Человек существовал не в трех, а по меньшей мере в четырех измерениях. Руководимый общими потребностями и силами, он воспринимал их, как лично на него направленные. И как бы ни действовал он в настоящем, в «предлагаемых обстоятельствах», с ним всегда оставалось его прошлое, и он носил в себе свое будущее, как он о нем думал. Вместе взятое, это также участвовало в его оценках и поступках. Одновременно — в каждую данную минуту он зависел и от своего тела: здоровья или нездоровья, старенья, болезней, да и от погоды. Зависел он и от ассоциативных подсказок и от случайных впечатлений: стремительно пронеслась птица над головой, забарабанил по крыше осенний дождь, «струна звенит в тумане», улицу перешла прекрасная женщина, еще протащился старик… Мало того, человек оказывался точкой пересечения многочисленных влияний — в потоке непрерывной информации. И каждая такая точка имела основание для отдельной оценки — характеристики, которая была тем точнее, чем глубже удавалось проникнуть в ее подвижную структуру… Словом, человек виделся Уланову как сложнейший процесс, и таким его следовало, мечталось Уланову показывать. Разумеется, в человеке-процессе были доминантные направляющие, требовалось постоянно держать их в виду. Однако для удобства «показа» человек искусно — и слишком часто неискусно — выделялся из множества обусловливающих личность причин и связей. И это напоминало Уланову операцию на сердце, когда оно отключалось от всего организма и его жизнедеятельность насильственно приостанавливалась, правда, на очень недолгое время, — стоило опоздать лишь на минуту, и сердце умирало. Бесспорно, что многое можно узнать о растении, даже выдернутом из почвы и помещенном в гербарий. Но полное знание о нем приобреталось только, когда оно росло или умирало, когда его согревало солнце, кормила земля, поил дождь или мучила засуха.

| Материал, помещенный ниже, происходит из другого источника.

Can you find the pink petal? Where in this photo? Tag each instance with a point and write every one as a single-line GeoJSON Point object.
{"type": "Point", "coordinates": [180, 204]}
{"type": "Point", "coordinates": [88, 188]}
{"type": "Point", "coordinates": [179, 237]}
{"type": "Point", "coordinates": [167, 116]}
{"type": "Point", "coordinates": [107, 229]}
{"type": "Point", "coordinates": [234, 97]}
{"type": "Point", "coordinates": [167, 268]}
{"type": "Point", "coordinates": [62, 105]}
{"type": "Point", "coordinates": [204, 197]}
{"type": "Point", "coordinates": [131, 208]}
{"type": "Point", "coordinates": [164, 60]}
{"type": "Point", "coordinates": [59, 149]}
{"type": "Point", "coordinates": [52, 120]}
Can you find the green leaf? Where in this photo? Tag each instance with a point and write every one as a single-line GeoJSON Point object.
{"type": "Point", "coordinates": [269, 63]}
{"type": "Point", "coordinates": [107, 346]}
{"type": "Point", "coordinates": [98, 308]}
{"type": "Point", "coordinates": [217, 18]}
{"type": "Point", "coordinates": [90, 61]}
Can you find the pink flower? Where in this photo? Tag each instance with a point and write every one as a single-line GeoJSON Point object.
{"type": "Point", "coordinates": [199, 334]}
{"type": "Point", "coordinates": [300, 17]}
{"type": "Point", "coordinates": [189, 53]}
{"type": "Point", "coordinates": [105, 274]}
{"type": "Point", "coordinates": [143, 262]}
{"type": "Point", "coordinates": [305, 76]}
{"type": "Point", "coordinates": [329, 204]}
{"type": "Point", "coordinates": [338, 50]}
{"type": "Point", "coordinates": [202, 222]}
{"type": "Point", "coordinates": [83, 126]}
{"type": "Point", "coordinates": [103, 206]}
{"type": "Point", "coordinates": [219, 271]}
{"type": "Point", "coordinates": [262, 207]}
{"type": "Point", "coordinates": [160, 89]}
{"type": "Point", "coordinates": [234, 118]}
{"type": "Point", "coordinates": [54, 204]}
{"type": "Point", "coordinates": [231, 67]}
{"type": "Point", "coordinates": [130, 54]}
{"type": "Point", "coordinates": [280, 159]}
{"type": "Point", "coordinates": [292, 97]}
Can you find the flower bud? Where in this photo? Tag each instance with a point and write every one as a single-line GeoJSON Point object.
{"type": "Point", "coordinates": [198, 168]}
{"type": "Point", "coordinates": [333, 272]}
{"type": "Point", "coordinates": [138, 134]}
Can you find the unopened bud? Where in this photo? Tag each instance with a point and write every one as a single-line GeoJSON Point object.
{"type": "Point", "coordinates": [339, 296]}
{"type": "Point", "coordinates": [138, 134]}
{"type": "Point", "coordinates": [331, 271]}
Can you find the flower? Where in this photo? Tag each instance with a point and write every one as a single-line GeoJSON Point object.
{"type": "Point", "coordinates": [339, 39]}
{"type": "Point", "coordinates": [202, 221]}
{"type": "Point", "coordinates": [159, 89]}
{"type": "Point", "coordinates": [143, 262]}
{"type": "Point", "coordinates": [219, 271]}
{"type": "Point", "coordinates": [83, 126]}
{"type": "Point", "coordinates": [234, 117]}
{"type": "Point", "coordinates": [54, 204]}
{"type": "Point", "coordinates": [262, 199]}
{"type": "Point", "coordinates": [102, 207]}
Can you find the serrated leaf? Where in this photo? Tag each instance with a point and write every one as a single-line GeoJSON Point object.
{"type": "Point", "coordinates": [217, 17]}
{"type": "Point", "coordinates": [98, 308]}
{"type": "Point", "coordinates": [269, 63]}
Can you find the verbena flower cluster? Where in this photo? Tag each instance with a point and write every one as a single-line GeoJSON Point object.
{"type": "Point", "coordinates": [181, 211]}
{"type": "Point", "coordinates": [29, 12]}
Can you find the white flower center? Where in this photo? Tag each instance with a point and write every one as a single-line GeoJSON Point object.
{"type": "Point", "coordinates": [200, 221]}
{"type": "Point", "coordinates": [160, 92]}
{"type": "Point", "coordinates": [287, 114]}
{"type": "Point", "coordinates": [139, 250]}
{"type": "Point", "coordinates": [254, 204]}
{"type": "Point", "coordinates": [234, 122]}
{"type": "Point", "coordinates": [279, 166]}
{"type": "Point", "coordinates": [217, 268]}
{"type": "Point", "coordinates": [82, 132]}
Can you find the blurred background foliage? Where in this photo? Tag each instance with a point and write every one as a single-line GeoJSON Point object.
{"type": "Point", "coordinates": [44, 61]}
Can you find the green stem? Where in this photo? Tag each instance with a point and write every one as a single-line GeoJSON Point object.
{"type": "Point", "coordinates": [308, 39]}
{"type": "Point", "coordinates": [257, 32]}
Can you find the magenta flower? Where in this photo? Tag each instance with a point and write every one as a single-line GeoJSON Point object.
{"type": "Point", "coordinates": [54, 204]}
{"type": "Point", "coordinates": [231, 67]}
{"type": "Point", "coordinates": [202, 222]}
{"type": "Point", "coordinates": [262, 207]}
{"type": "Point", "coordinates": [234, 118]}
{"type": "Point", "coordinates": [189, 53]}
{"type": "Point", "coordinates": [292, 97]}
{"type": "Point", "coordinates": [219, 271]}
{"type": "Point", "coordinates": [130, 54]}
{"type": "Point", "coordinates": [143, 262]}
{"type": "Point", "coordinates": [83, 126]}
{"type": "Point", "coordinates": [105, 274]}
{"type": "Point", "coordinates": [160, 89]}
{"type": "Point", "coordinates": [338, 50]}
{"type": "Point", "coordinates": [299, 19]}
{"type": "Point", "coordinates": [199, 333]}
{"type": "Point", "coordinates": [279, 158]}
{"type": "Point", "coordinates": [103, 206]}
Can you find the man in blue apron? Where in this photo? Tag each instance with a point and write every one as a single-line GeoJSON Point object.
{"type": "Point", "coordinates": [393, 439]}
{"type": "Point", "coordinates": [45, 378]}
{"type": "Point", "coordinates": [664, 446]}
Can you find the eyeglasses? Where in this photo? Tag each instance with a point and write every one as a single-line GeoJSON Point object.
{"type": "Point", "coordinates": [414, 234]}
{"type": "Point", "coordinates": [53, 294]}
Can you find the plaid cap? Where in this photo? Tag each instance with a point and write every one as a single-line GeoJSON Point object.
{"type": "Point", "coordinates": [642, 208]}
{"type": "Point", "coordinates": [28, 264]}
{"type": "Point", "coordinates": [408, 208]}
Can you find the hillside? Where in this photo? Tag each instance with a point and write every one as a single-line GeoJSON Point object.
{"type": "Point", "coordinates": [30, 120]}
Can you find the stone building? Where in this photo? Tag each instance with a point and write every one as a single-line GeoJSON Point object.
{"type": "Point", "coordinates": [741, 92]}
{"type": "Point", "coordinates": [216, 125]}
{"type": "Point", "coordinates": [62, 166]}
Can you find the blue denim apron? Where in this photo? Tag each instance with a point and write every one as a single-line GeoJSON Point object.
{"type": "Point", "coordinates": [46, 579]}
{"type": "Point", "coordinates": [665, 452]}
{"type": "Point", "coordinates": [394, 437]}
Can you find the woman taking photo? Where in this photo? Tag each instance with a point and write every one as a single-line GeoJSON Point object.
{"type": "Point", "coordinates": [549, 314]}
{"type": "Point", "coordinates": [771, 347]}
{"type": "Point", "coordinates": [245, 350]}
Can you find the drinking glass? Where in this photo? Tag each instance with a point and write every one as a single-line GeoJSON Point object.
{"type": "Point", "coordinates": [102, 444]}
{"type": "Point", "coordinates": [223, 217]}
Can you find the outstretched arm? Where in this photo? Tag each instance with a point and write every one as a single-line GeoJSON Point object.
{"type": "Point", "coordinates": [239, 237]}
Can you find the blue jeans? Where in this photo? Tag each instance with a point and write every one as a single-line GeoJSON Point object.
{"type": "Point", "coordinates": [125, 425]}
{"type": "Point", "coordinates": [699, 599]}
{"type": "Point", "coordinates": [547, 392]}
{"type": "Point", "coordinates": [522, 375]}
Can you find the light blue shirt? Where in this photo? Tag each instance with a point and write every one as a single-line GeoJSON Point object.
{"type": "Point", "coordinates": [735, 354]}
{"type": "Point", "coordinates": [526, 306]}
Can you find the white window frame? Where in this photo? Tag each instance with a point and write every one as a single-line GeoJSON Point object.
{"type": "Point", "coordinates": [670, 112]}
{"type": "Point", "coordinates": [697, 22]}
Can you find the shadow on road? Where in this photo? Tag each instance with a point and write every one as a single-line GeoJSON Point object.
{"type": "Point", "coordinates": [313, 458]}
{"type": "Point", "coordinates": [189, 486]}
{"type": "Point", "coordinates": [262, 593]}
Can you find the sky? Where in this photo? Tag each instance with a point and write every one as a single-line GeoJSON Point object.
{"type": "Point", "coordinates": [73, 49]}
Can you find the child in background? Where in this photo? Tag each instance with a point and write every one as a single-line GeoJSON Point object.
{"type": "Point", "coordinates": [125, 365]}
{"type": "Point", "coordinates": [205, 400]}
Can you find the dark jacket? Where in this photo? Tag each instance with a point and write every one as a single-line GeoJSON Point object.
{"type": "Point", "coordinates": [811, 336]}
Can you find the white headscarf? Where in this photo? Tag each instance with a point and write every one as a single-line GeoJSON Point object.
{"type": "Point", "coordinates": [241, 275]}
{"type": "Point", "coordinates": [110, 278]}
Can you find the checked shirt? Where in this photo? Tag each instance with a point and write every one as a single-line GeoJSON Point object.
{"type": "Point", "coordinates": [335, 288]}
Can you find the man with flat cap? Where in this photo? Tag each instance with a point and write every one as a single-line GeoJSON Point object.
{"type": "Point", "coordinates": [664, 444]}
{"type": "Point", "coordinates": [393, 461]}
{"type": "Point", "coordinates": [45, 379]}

Подчас Уланова охватывало горе бессилия. Казалось, совершенно напрасным с его возможностями изобразить, попытаться хотя бы изобразить своего молодого современника — кого-то во всем богатстве и сложности его исторического и субъективного бытия — другого во всей его реликтовой нищете. Решение задачи требовало также некоей эстетической «революции». Мир вокруг изменялся быстрее, чем когда-либо, но совсем непросто: неуступчиво отмирало в человеке старое и неожиданным и неузнанным на первых порах рождалось новое. Про себя Уланов вспоминал:
Под простотой и подразумевалась, по-видимому, высшая реалистическая точность, которая единственно была нужна людям.
Жена вернулась на короткое время домой отдыхать и вновь уехала — неохотно. Соскучилась по дому. Но она действительно нуждалась в отдыхе: в минувшем сезоне было слишком много поездок, спектаклей, съемок, ролей; Уланов остался в Москве, отговорившись, что ему лучше работается дома, — все же у него еще держалась надежда на встречу с Мариам. Ушла в отпуск работница, в квартире стало пусто, тихо, одиноко, незаметно оседала пыль на мебели, на окнах, на книгах, — квартира становилась словно бы нежилой; несколько дней досаду причинял частый пулеметный треск во дворе — там рыли землю, чинили водопроводные трубы, но и это кончилось. И тишина, и будто запустение, в которое погрузился Уланов, доставляли ему даже отраду: он тоже устал от всех своих потрясений… Так или иначе, в тишине и в одинокости Уланову вправду лучше работалось. Выходил он из дома только вечерком, немного пройтись, а еще когда сухомятка и вечная яичница уже не лезли в горло. Показываться в «Алмазе» ему было заказано, и время от времени он отправлялся пообедать в ресторан Дома литераторов, снова открывшийся с осени.
Так как всегда было за столиками много знакомых и полузнакомых лиц: завсегдатаи — чаще люди с отшумевшей литературной биографией, любители пива и раков, далее — шумливые молодые и немолодые поэты, далее — функционеры, работники аппарата Союза и примолкшие, одинокие старики. Эти приходили, чтобы недорого поесть и главным образом — скоротать время, которого им оставалось не так уже много, последнее сообщало даже оттенок трагизма их долгому сидению за чашечкой кофе, за бутылкой минеральной воды. Объединяясь, они предавались воспоминаниям — это были анекдоты из литературного быта давних лет: кто-то ужинал с Алексеем Толстым, и Толстой со знанием вопроса поучал метрдотеля; кто-то помнил еще Есенина и его запои. Но порой точно нездешний ветер оживлял эти полумертвые лица, и старцы в поношенных пиджаках с трогательной горячностью обсуждали состояние современной литературы. А молодые поэты поносили поэтов немолодых и сдавленными, страстными голосами читали друг другу свои сочинения. Члены многих руководящих комиссий и советов, поглощая пищу, сами были поглощены бесконечной деловой информацией и делились соображениями, носившими персональный характер.